Session 155-Poster Abstracts
TB Risk, Outcomes, and Impact of ART on TB Treatment
Wednesday, 2-4 pm; Poster Hall
Paper #935
TB-associated Neuropsychological and Neurological Dysfunction in HIV: ACTG A5199, The International Neurological Study
Kevin Robertson*1, J Jiang2, J Kumwenda3, K Supparatpinyo4, S Evans2, T Campbell5, R Price6, J Hakim7, S Tripathy8, M Hosseinipour9, and ACTG 5199 Team
1Univ of North Carolina at Chapel Hill, US; 2Harvard Univ, Boston, MA, US; 3Univ of Malawi Coll of Med, Blantye; 4Chiang Mai Univ, Thailand; 5Univ of Colorado Denver, Aurora, US; 6Univ of California, San Francisco, US; 7Univ of Zimbabwe, Harare; 8Natl AIDS Res Inst, Pune, India; and 9UNC Project, Lilongwe, Malawi

Background:  A5199 is a trial that compared the neurological and neuropsychological test performance effects of 3 ARV regimens in participants with HIV-1 in resource-limited settings. The association of these neurological outcomes with background and other disease events was also monitored. Here we report an association of diagnosed TB and these outcomes.

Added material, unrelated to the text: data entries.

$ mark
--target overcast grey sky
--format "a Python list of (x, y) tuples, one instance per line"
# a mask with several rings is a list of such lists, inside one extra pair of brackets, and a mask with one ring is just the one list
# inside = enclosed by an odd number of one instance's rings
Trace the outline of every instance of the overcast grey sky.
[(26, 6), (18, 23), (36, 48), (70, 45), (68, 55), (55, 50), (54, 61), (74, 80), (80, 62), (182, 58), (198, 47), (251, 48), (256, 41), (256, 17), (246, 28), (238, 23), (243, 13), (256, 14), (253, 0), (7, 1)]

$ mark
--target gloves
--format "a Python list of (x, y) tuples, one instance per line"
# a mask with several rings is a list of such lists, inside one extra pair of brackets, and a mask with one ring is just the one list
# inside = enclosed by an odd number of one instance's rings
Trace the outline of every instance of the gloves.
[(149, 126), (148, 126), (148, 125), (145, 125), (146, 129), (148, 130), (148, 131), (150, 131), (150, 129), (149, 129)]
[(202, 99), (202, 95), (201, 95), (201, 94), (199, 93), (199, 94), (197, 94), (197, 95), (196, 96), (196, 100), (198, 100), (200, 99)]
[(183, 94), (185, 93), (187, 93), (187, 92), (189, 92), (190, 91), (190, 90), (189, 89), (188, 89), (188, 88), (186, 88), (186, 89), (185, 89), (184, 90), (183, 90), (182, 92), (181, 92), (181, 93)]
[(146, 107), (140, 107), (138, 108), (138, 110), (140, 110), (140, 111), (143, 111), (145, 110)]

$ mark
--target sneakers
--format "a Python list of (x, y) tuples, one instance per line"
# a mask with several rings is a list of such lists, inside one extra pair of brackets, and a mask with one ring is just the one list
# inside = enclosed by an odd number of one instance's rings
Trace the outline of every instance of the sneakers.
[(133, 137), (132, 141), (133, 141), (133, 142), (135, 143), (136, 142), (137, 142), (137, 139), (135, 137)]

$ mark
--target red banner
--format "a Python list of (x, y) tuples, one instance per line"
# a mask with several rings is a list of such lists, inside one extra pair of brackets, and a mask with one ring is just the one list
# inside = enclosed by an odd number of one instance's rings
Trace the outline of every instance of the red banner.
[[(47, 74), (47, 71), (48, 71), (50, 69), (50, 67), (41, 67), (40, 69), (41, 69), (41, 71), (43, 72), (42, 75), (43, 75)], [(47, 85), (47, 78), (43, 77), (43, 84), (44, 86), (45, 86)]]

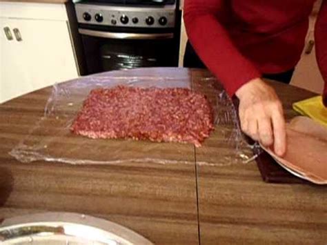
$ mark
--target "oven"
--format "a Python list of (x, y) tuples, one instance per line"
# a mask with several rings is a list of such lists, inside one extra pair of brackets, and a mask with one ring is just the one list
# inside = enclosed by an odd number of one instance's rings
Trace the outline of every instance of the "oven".
[(75, 6), (85, 75), (178, 66), (181, 13), (175, 0), (97, 0)]

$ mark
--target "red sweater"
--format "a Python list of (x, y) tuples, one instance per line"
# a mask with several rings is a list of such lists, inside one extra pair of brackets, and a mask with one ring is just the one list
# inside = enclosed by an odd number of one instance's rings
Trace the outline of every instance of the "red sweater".
[[(281, 72), (295, 66), (314, 2), (185, 0), (184, 21), (197, 53), (232, 95), (262, 73)], [(315, 36), (327, 104), (327, 0), (322, 3)]]

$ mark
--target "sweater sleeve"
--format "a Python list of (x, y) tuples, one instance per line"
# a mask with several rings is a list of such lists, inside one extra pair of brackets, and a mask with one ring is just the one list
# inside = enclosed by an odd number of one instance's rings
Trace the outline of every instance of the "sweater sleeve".
[(327, 106), (327, 0), (322, 3), (315, 28), (316, 57), (318, 66), (325, 81), (323, 101)]
[[(261, 74), (232, 43), (219, 17), (224, 0), (185, 0), (184, 22), (190, 43), (232, 96)], [(326, 73), (327, 74), (327, 73)]]

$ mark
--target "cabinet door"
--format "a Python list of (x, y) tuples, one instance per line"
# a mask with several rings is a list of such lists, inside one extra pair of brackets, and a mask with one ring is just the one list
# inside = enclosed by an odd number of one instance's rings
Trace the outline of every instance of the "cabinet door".
[(1, 37), (0, 102), (78, 76), (66, 21), (3, 19), (2, 26), (10, 27), (14, 40)]
[[(21, 45), (17, 45), (10, 22), (0, 18), (0, 103), (23, 95), (32, 90), (25, 83), (26, 69), (19, 63), (19, 57), (23, 54)], [(8, 40), (5, 28), (9, 28), (12, 37)], [(21, 84), (24, 82), (24, 85)]]

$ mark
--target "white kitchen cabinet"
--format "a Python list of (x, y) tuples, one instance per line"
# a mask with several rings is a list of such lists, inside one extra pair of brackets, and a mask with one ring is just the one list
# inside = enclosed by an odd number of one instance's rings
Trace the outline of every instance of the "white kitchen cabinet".
[(0, 3), (0, 103), (78, 77), (66, 8), (59, 6)]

Methods:  Participants from Brazil, India, Malawi, Peru, South Africa, Thailand, and Zimbabwe were randomized to 3 ARV treatment arms as part of the ACTG PEARLS study. Standardized neurological and brief neuropsychological exams (grooved pegboard, timed gait, semantic verbal fluency, and finger tapping) were administered every 24 weeks from February 2006 to May 2010. Associations with neurological and neuropsychological function were estimated from linear and logistic regression models using generalized estimating equations (GEE). TB diagnoses were made according to NIAID’s Division of AIDS (DAIDS) Appendix 60 criteria.

Results:  Baseline characteristics of the 860 participants were:  53% female, 49% African; median age 34 years; median (Q1, Q3) screening CD4 of 173 (98, 232) cells/mm3; and median entry plasma log10 HIV-1 RNA of 5.0 copies/mL (4.5 to 5.5). At baseline, there were 35 cases of pulmonary, 9 cases of extrapulmonary (1 with both), and one case of central nervous system (CNS) TB. There were 91 observations in 53 persons with pulmonary, 35 observations in 19 persons with extrapulmonary, and 4 observations in 2 persons with CNS TB over the 192 weeks of follow-up. TB observations decreased over time with ART and continued follow-up. GEE models were constructed to assess the concurrent association between the TB diagnoses with neurological and neuropsychological performance, with the co-variates of country, randomized treatment from A5175, screening HIV-1 RNA strata, screening CD4 count, baseline neuropsychological/neurologic functioning, age, sex, and years of education. Those participants with TB were significantly slower in both grooved pegboard dominant (p <0.001) and non-dominant hands (p <0.001). Participants who had TB performed worse in finger-tapping non-dominant hand (p = 0.01). TB was positively associated with diffuse CNS disease on exam (p = 0.03).

Conclusions:  TB co-infection was associated with poorer neurological and neuropsychological functioning. Whether this association was related to indirect effects on CNS function such as medication, immune activation and enhanced CNS HIV infection or more direct CNS effects of TB remains to be determined.